I volunteer at my church as a girl's discussion group leader in the junior high, and we got to talking tonight about how it feels to get have this beautiful, romantic idea at the start of an idea or project or whatever, and how when we get to the middle it's a drag just to get ourselves out of bed, much less actually to get any work done.
I started thinking about this project, as I often do, and all of the things that it's taught me so far and I can easily remember many many times in the past 8 months (side note: 8 months WOW) where I have spun around in my studio chair groaning like an over-dramatic teenager because I'm sick and tired of being so bad at recording and mixing idk why do i even have ears they are so useless why can't I just be done with this project and what's the big deal anyways who is listening who cares I never want to sing again yada yada yada...
I could list off the weeks I had to look away while posting any particular track because it just wasn't good enough but I was out of time and had to let it go anyways. It's been a little painful, but when people stop me to tell me they love what I'm doing or why I'm doing it or just a "hey, I listened to your track this week!" I am absolutely proud of what I've done so far, embarrassing tracks and voice cracks and all!
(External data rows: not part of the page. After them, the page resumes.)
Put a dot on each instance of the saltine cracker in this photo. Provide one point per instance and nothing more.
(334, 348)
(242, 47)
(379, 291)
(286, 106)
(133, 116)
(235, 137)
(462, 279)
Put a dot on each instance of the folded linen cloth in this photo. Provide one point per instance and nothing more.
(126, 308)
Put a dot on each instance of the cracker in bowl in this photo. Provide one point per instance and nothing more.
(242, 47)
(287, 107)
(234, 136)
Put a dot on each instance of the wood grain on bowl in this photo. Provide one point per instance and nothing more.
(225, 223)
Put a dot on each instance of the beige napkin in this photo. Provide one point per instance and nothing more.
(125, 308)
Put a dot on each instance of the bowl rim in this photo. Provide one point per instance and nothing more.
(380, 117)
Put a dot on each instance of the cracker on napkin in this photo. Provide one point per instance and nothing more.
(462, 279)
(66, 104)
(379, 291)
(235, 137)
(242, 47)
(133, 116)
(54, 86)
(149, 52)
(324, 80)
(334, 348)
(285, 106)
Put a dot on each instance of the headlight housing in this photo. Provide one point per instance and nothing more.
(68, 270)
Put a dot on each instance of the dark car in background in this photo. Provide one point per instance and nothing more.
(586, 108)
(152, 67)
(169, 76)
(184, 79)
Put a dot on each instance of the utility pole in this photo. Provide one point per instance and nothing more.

I'm not the best producer, I still don't really know the nuances of singing in a studio, and speaking of my studio, this is what mine looks like:
It's not exactly a dream. But regardless of how many weeks I've fudged, or not given it my all, or just done one take and posted it anyways because I was lazy, I don't feel like any week was a waste of time. In every week, there is a lesson, and I can't believe I've never thought of previous projects the way I do about this one. Life is a process, not a product. The 52 Weeks Project isn't 52 neat and tidy products wrapped up in a bow and posted online, like I thought when I started it. The 52 Weeks Project is a process of exploring myself as a musician, producer, dreamer. It's been challenging limits that I previously thought I had, blowing the dust off of dreams I had long since abandoned. It's my workflow, and let me tell you, momentum is building. I have a feeling that whatever I do after this project, I will shoot into it like a rubber band stretched back and finally released. Right now I am a rubber band stretched back, and it is a beautiful thing, to feel this cool tension within me as I'm changing and growing.
But! I know this is only for a season. I'm trying to be present in every second of the journey. Even though I have 20 weeks left (side note: only 20, come on wow), I think I'm doing okay, as far as "the middle of the journey is a drag" goes. The middle of this journey is a little tedious, but still exciting.
This week's song is Yours Forever by Dara Maclean,
Sung to a track,
Vocals by myself,
ps. to those of you silently listening, I love you so so much and I am honored to be a part of your life week to week. Stay silent if you wish, talk to me if you wish, I'm having a blast singing for all of you through this website.